There are two ways to lose money in the credit card business. The first is to lend to a customer who eventually defaults on their payments. The other is to lend to a customer who never fails to pay off their monthly debt on time. Which of these ‘bad’ customers is Egg now rejecting?

If we accept the official Egg line, this is a bold act of responsibility in a time of financial crisis. Citigroup analysts have reviewed Egg databases and, using complex modelling, identified those customers most likely to get into financial difficulties. By cutting them off, Egg is avoiding a potential loss in the future, acting in the best interests of these over-extended customers, and differentiating itself against all those irresponsible sub-prime lenders which have been blamed for the current threat of recession. As Angela Knight, chief executive of the British Bankers Association, put it on the Today program, it is ‘a sensible way of looking after a business’.

But there is an alternative hypothesis based on a different definition of a ‘bad’ customer.

Egg’s problems began in 1998, when it successfully launched its brand with an online savings account that offered a generous 8% interest rate.
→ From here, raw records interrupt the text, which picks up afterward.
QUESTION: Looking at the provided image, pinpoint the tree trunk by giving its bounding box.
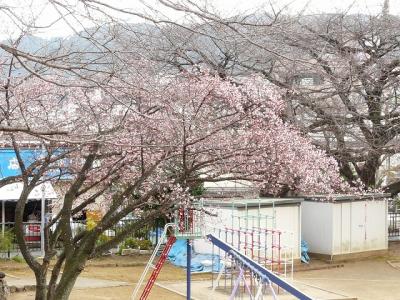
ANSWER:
[35,269,47,300]
[48,252,89,300]
[359,155,379,188]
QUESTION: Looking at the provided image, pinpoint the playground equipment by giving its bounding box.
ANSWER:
[131,203,204,300]
[131,202,311,300]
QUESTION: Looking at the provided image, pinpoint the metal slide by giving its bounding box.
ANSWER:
[207,234,312,300]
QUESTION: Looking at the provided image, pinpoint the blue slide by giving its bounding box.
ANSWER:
[207,234,312,300]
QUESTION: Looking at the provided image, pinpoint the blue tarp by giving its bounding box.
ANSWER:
[168,240,221,272]
[301,240,310,264]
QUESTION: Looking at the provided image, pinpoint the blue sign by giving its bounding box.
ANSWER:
[0,148,71,179]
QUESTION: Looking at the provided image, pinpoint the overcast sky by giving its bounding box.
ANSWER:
[0,0,394,38]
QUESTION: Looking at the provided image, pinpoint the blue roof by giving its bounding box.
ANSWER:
[0,148,71,179]
[0,148,43,178]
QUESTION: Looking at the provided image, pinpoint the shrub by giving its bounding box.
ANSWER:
[137,240,152,250]
[96,234,111,245]
[12,255,25,264]
[0,230,14,251]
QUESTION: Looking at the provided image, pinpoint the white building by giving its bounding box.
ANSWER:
[301,194,389,260]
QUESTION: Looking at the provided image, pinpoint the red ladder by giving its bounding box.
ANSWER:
[139,236,176,300]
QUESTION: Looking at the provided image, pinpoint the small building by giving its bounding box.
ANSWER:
[301,194,390,260]
[194,198,302,260]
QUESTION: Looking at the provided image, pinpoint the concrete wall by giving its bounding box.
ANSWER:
[302,200,388,255]
[332,201,388,255]
[301,201,333,254]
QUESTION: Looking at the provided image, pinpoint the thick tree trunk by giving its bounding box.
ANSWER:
[48,245,90,300]
[359,155,379,188]
[35,270,47,300]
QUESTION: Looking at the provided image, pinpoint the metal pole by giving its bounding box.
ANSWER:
[1,201,6,236]
[40,183,46,257]
[186,239,192,300]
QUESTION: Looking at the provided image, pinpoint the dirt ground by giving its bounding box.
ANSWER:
[4,243,400,300]
[6,256,210,300]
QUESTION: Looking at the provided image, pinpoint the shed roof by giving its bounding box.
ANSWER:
[303,193,391,202]
[204,198,303,208]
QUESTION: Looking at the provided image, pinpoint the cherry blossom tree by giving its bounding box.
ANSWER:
[0,61,346,299]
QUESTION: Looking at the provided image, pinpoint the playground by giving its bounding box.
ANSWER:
[4,244,400,300]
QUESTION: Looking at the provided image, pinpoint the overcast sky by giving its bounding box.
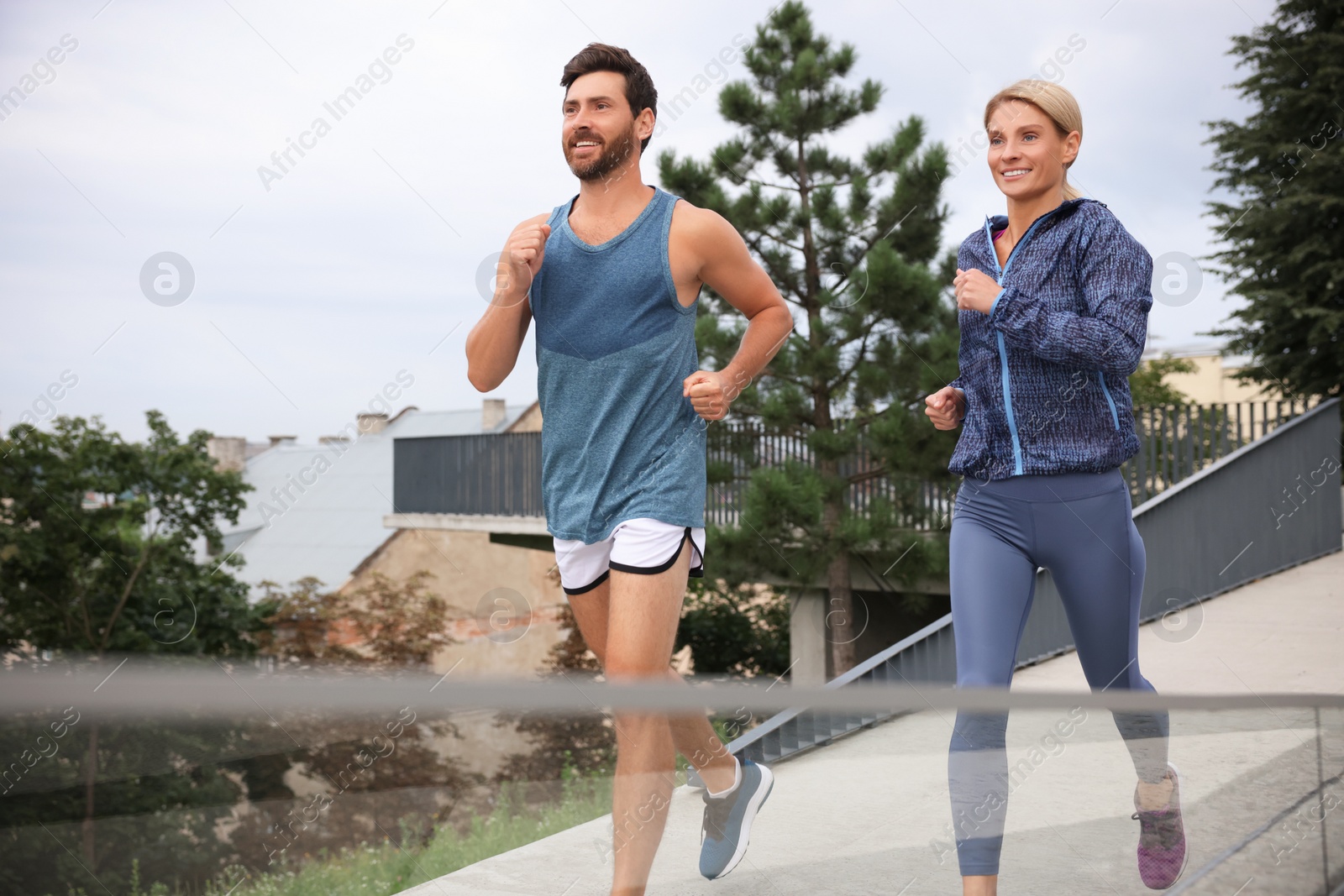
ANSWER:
[0,0,1273,441]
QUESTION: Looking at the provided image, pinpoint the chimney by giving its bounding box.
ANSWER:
[354,411,387,435]
[206,435,247,471]
[481,398,508,432]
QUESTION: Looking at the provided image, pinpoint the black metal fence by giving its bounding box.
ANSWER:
[392,401,1309,518]
[392,432,546,516]
[704,422,957,529]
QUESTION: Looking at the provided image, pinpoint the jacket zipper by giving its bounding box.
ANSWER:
[985,210,1058,475]
[1097,371,1120,432]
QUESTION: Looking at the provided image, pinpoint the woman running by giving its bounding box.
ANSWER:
[925,79,1185,894]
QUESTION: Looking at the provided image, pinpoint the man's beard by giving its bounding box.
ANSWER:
[564,121,636,181]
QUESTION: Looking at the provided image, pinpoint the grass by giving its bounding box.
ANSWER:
[91,775,612,896]
[218,777,612,896]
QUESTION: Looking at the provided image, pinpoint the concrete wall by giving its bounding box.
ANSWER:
[343,529,564,677]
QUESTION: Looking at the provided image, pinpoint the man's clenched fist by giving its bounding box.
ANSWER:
[925,385,966,430]
[681,371,742,421]
[495,223,551,305]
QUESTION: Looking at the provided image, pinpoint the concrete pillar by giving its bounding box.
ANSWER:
[789,591,828,688]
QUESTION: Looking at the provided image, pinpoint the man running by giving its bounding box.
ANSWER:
[466,43,793,896]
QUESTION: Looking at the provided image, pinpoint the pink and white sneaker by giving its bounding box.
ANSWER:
[1131,763,1187,889]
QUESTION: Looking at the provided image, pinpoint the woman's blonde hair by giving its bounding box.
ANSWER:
[985,78,1084,202]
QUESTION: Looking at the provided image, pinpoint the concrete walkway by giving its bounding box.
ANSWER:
[407,552,1344,896]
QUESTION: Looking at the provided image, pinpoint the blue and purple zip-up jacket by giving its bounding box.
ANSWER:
[948,199,1153,479]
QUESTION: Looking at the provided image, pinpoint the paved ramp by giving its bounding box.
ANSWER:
[407,552,1344,896]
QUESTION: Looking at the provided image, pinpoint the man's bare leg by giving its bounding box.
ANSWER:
[570,561,737,793]
[570,542,735,896]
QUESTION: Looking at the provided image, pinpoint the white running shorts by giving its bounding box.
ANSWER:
[553,517,704,595]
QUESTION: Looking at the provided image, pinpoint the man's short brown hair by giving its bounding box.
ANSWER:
[560,43,659,153]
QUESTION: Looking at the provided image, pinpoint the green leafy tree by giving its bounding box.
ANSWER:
[1129,354,1194,407]
[659,0,957,674]
[1208,0,1344,396]
[676,579,789,676]
[0,411,264,892]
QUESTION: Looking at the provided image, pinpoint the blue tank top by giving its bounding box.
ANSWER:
[529,188,706,544]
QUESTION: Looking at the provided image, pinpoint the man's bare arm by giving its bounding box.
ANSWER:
[684,208,793,421]
[466,215,551,392]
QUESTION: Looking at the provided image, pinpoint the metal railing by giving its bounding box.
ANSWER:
[728,399,1344,762]
[1121,401,1312,505]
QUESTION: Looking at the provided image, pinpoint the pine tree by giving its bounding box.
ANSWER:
[1208,0,1344,396]
[659,0,957,674]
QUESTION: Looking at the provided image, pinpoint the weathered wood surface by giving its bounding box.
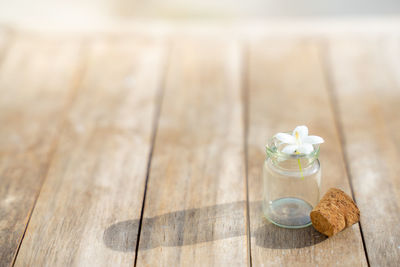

Within 6 months the firm had reached its five-year target of 500,000 customers, and it launched its credit card. The Egg card had a specific point of difference in that it guaranteed safe purchases on the internet. The combination of a very good interest rate and a trusted brand for internet purchases attracted all the wrong kind of customers to Egg: conservative, risk-averse, financially savvy people who always pay off their credit card balance each month and rarely switch banks.

These customers were one of the key reasons for the gradual loss in profits at Egg. Perhaps the bank has taken the opportunity to remove some of them as well as shedding the ‘credit risks’.

This would explain the torrent of letters and blog posts that have suddenly emerged from some of the 160,000 people rejected by Egg. Most tell the same story – they have never exceeded their limit, always pay off their balance prior to the due date and in many cases have significant assets. Several rejected customers even checked their credit rating only to discover it was in the high 900s – essentially perfect credit.

The adverse public reaction to the letters received from Egg could be explained by bruised egos. Nobody likes to be rejected, especially in relation to their finances. But there seem to be too many plausible stories to dismiss.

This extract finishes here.